Yeah, too long, that’s the ticket.

Well, maybe it was too long, but I’ve been going back over it and it was also sloppy. Before I submitted it I read over the thing God-only-knows how many times, and then tonight I decided to go and tighten it up a bit before submitting it to the next place, and what did I find? Errors. Phrases repeated three paragraphs later, ambiguous pronouns, even a friggin’ spelling error. Advice to writers: Do not edit a piece and then submit it. Edit it, wait a week at least, read it over carefully, then submit it. Right after you edit, you already know what each paragraph says, so you don’t read it as carefully as you should. You need time to forget what you wrote.

I do, at least. Dang, that was embarrassing. The editor of that magazine is also an agent; I decided to give her time to forget about me before I send her a query.

Edited to add: It seems I had broken my spelling checker. Running experimental software may ultimately be the cause, but until I rebooted I had to check with British English – my American spelling list would accept anything. I try not to depend on those things anyway, but sure enough, I should have sat on my new super-short synopsis a bit longer before sending it out. (Sent before I discovered the errors in Old Town or I might have been more cautious.) We’ll see what happens.

The lesson is patience. I’ve been working on the novel for years now, and I couldn’t wait one more damn day to send off the queries. Part of it is that I set a goal for the day: hit up agents. I let little things stop me sometimes, so yesterday I was determined not to let that happen. I should have. The mistake was in setting up the expectation that I could produce the exact materials that each query required in a single sitting. (I now have 3, 5, and 20-page synopses, and the next agent will want a different size. More on that next episode.) I was going to send out a pair of queries today, but I’ll wait until my even newer 5-page synopsis has time to mellow.

14 thoughts on “Sloppy!

  1. oops! Do you have your own personal ‘pre-sendout’ proofreader? Is that a done thing? Is that a wise thing? How is a duck?

  2. I do have people who read many of my things before I send them, but this was a case where I’d run it by some people, then went back and made a few last-minute changes. It was in the areas I had moved things around that the problems cropped up. I just needed to step back and let the thing sit for a few days. The lead time at these magazines is months – what’s the hurry?

  3. A week is okay for typos & stuff, but six months is better for the deep structure of the piece

    some of my 10 year old sutff can be a revelation, did I really write that? me? Its not bad at all!

  4. There’s a reason I have a link to Scary Squirrel World on my site.

    A six-month waiting period would be nice, but by then I will have forgotten that I wrote the story at all.

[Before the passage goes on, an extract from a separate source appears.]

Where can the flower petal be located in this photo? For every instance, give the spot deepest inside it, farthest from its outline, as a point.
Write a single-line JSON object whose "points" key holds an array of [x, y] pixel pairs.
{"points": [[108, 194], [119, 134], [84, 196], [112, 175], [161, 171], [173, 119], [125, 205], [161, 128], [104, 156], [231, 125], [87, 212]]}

  5. I have heard a rumor that comment 5000 was mine! I take claim to the stakes, even though I am in France with some serious snowboarding injuries I am ready to claim what is mine! But not till Sunday when I am home, and have a chance to recover and convalesce. I should have some good ideas for stories by then…

  6. As I said before, had you been paying attention *ahem*, you and Bob get to duke it out for who gets which prize. Though if nothing happens soon I will go ahead with Bob’s story setup. It’s certainly more practical for me to buy you a beer.

  7. Where is this “Bob” character? He’s that tree killer, yeah? Some highland games to decide the winner?

  8. Hi pL,

    Given your pinky fracture, I’m not sure the highland games would be a fair competition. Along those lines, given your comment deficit disorder, you might considered getting a Cat Scan, too.

    The simplest thing would be to cheerfully accept the beer from Jer and collaborate on the rebuttal, er, resolution of my story set up.

    On the off chance that you don’t want to do things the easy way, perhaps you could write a set up and Jer could run a poll to see which one he should finish off.

  9. He’s probably changing careers again (it is spring, after all).

    Hey Bob, whay do you know of inelastic supply problems for your stove’s fuel pellets? My Dad says there’s a pellet shortage in Durango. Everybody bought into the “pellets are cheaper than natural gas or wood” subterfuge, only to discover natural gas and wood are still more plentiful. Dad says every time the lil’ old Ford half ton rumbles into town from Spokane with the month’s supply of pellets, it gets cleaned out immediately. Sounds like Hearthstone has masterfully executed on the Gillette strategy of “give away the razor, sell the blades dearly.”